Mad-deer disease, more formally known as chronic wasting disease (CWD), is found mostly
in northeast and central Colorado and southeastern Wyoming, where it infects about 5
percent of mule deer on game farms and 1 percent of free-ranging deer. Infected animals
have also been found on game farms in Nebraska, Montana, South Dakota, and Oklahoma. Game
farms sell meat and the velvet from antlers (marketed as a health supplement or
aphrodisiac), or sometimes ship live animals to other states to bulk up their supply of
huntable wildlife. Thus one farm with infected animals could potentially spread the
disease far and wide.
In Larimer County, Colorado, the seeming epicenter of the outbreak,
some reports put the infection rate of wild deer as high as 15 percent. By way of
comparison, says John Stauber, coauthor of Mad Cow U.S.A., "At the height of mad-cow
disease in Britain, only one to two percent of cows on any given farm were showing
symptoms of the disease." Given the lack of a vaccine and the growing interstate
commerce in farmed deer and elk, he says, "the eventual spread of chronic wasting
disease across North America seems inevitable."

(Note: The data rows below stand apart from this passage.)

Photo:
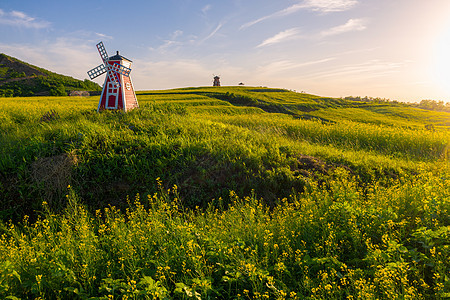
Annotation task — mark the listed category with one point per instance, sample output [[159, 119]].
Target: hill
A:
[[226, 193], [18, 78]]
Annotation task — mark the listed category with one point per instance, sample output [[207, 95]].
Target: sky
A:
[[395, 49]]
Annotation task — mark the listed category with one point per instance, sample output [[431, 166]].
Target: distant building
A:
[[216, 81]]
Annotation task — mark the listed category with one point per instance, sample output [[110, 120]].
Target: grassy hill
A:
[[231, 192], [18, 78]]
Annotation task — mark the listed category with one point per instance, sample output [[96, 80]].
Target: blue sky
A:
[[397, 49]]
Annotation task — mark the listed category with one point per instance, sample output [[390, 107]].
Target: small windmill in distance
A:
[[118, 92], [216, 80]]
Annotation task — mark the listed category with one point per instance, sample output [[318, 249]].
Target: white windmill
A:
[[118, 92]]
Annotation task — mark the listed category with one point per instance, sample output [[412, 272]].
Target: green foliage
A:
[[331, 243], [332, 198]]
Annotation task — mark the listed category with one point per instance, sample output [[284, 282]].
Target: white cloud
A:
[[21, 19], [282, 66], [370, 69], [351, 25], [213, 33], [283, 36], [326, 6], [321, 6], [206, 8]]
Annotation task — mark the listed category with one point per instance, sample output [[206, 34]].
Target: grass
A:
[[231, 193]]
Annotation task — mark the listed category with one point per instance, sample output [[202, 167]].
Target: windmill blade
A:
[[113, 77], [102, 51], [118, 68], [97, 71]]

Mad-deer disease is apparently passed from doe to fawn, as well as through shared
feeding facilities, salt licks, and touching noses. It is not yet clear how-and even
whether-the disease can spread to humans. Ingestion of infected meat is suspect, as is
mere contact with infected tissue, putting both hunters and venison-eaters at risk. Deer
in advanced stages of CWD are awkward and slow, making them easier to shoot and more
likely to end up on a dinner plate. Moreover, while dressing game, hunters expose
themselves to the most infectious tissues, the brain and spinal cord.

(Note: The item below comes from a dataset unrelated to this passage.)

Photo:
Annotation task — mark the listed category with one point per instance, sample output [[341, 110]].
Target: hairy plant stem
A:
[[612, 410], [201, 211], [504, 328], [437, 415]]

Another nexus for transmission may be the rendering process, in which animal carcasses,
including roadkill, are ground up as feed for other animals, some of which are then eaten
by people. In the United Kingdom, feeding infected cows to other cattle amplified the
disease's transmission rate. The U.S. Department of Agriculture has only partly learned
this lesson, says Stauber: While it forbids cow cannibalism, it allows the carcasses of
deer, elk, and sheep known to be infected with CWD or scrapie to be rendered and
subsequently fed to chickens, pigs, and pets. Those animals may be rendered in turn and
fed to cattle. Last year, a coalition of public-health groups petitioned the agency to
halt the practice-so far to no avail.
Dr. Byron Caughey of the National Institutes of Health has studied the transmissibility
of spongiform encephalopathies. While his findings indicate that "there is a
substantial [interspecies] barrier" and that the efficiency of transmission between
mad deer and humans seems to be low, it may be "in the same ballpark" as that
between mad cattle and humans.
Unfortunately, the states in which mad-deer infection is highest also rely heavily on
the sale of hunting licenses, making them loath to publicize the possibility that eating
venison might turn your brain into a sponge. Currently, detection of the disease requires
waiting for an animal to drop dead under suspicious conditions and then relying on hunters
or game farmers to call in a vet for a post-mortem rather than simply shipping the carcass
to the rendering plant.
"Obviously, when the animals are dying of the disease, it's
much too late to have prevented the disease from getting from one animal to another,"
says Dr. Mary Jo Schmerr, lead scientist of prion diseases at the Agricultural Research
Service. "If you could detect it before they show these clinical signs, you could
remove them from the flock or herd."
Schmerr thinks she may soon be able to do that with a simple blood test she's
developing that can be performed on living animals. In the absence of the widespread use
of such a test, you might just want to pass on that venison haunch.